Images’ reputation as a leading international experimental-film festival is now such that it not only kickstarts careers, but also honours established ones. Renowned American collagist Lewis Klahr’s dazzlingly colourful animated crime tale The Pettifogger played on Wednesday as a pre-festival bonus. The opening-night selection for 2012 is The Nine Muses by John Akomfrah, co-founder of the influential 1980s British group Black Audio Film Collective, known primarily for their essay films. The Nine Muses is Akomfrah’s meditation on notions of migration, weaving together still images, found footage and sound pastiches. Also not to be missed: April 17’s “A Letter to the Living” program, which includes important California filmmaker Chick Strand’s last film Señora con Flores (Woman with Flowers); painterly durational-film icon James Benning’s latest, inspired by Henry David Thoreau and Ted Kaczynski in the “Two Movies” program, also on the 17th; and Florentina Hubaldo, CTE by the award-winning Lav Diaz, who has been called “ideological father of the New Philippine Cinema,” on April 21.
3. New Voices
Images is, by nature, rife with new voices, its shorts programs providing exposure for relative unknowns on the cutting edge of the moving-image arts. This year’s “S is for Student” program on April 15, curated by Dan Browne, Jennifer Sider and Cam Woykin, features student work from Russia, Germany, the UK and Canada. In three separate Images programs, young Chicago filmmaker Mike Gibisser shows three parts of his four-part The Motive Power Series, which combines concepts of thermodynamics with studies of solitude and old age. Multidisciplinary artist Keren Cytter, born in Israel in 1977 and now based in Berlin, performs live April 19, coinciding with her largest retrospective to date at Oakville Galleries.

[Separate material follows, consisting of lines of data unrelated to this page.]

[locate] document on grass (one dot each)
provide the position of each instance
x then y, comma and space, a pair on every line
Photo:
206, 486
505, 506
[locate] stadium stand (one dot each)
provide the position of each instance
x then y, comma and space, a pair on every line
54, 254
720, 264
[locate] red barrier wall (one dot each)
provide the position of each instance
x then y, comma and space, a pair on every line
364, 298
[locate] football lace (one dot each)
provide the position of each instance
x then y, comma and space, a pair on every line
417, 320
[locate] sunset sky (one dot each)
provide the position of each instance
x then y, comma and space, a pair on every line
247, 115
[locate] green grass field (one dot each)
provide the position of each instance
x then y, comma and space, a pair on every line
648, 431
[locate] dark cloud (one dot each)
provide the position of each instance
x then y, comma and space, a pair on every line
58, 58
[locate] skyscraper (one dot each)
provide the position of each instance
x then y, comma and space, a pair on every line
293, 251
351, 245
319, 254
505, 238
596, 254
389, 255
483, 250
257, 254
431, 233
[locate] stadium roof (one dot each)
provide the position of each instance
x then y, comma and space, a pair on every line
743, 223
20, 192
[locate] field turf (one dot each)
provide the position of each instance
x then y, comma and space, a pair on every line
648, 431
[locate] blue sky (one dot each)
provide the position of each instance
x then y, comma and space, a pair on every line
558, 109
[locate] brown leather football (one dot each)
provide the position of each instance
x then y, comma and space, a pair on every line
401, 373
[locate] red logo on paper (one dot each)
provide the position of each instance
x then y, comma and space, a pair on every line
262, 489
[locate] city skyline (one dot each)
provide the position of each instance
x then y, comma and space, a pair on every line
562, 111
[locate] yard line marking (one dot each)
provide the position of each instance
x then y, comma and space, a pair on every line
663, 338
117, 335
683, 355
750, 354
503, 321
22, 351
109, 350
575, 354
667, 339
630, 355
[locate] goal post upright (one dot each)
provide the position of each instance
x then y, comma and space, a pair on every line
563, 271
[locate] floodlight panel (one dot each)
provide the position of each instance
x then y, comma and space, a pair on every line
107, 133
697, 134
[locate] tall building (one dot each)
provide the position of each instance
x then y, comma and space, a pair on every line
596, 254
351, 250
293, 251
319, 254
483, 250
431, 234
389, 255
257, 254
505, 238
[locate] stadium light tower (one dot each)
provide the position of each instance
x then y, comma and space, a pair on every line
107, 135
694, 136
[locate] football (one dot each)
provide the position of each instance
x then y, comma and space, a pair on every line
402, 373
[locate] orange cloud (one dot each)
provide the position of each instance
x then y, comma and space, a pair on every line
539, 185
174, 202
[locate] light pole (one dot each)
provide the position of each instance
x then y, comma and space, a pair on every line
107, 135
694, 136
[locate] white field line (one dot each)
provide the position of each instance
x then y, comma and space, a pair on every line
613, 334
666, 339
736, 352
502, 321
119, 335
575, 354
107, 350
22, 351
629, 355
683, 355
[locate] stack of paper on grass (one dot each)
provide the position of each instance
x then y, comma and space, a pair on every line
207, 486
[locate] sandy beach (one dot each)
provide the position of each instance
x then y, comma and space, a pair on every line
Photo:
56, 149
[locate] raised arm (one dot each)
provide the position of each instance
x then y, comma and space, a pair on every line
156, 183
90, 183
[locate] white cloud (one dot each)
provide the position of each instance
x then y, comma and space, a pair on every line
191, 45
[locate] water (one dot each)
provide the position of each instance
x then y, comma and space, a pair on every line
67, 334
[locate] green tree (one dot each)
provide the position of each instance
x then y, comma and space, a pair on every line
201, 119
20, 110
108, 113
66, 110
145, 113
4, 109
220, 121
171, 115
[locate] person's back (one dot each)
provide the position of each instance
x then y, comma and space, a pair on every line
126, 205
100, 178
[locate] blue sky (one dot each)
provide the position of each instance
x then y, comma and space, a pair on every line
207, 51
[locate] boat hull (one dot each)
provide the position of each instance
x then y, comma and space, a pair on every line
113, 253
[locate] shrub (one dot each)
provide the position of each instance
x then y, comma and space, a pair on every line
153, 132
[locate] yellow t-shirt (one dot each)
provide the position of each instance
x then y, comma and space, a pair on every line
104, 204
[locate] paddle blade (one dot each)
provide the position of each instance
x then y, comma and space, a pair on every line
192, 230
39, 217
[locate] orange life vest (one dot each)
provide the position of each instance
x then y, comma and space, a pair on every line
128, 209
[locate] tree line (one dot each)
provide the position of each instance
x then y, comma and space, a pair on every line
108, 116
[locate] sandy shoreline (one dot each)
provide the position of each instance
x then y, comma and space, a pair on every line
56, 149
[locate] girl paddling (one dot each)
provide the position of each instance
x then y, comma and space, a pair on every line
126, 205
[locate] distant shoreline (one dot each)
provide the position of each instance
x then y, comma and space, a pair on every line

Fitting for an anniversary year, Images 2012 boasts a number of reinventions of older works. Erik Bünger’s April 18 performance The Third Man explores memory and melody, beginning with recollections of his father’s obsession with the titular Carol Reed film’s eerie zither theme. The Sounds of Science is Images’ closing-night event, featuring Hoboken indie-rock legends Yo La Tengo providing a live soundtrack to the stunning, magical nature films of Jean Painlevé.
5. Off Screen
Images’ Off Screen component, a series of installations in galleries across the city, continues to grow. This year at Gallery 44, don’t miss The Paul Good Papers by Deanna Bowen, Images’ special residency project in honour of its anniversary, which explores the civil-rights movement by delving into audio archives recorded by Paul Good, ABC News’ Southern bureau chief in the 1960s. Sound is also an essential component of other must-see offerings: Deborah Stratman’s uncanny piece at Mercer Union, which creates an immersive, terrifying militarized landscape through sound collage, and Naeem Mohaiemen’s The Young Man Was (Part 1: United Red Army) at A Space Gallery, a video based on audio transcripts from a Japanese Red Army plane hijacking in the 1970s. (The latter runs alongside Silvia Kolbowski’s A Few Howls Again?, a stop-motion work based on the life of journalist and political militant Ulrike Meinhof.)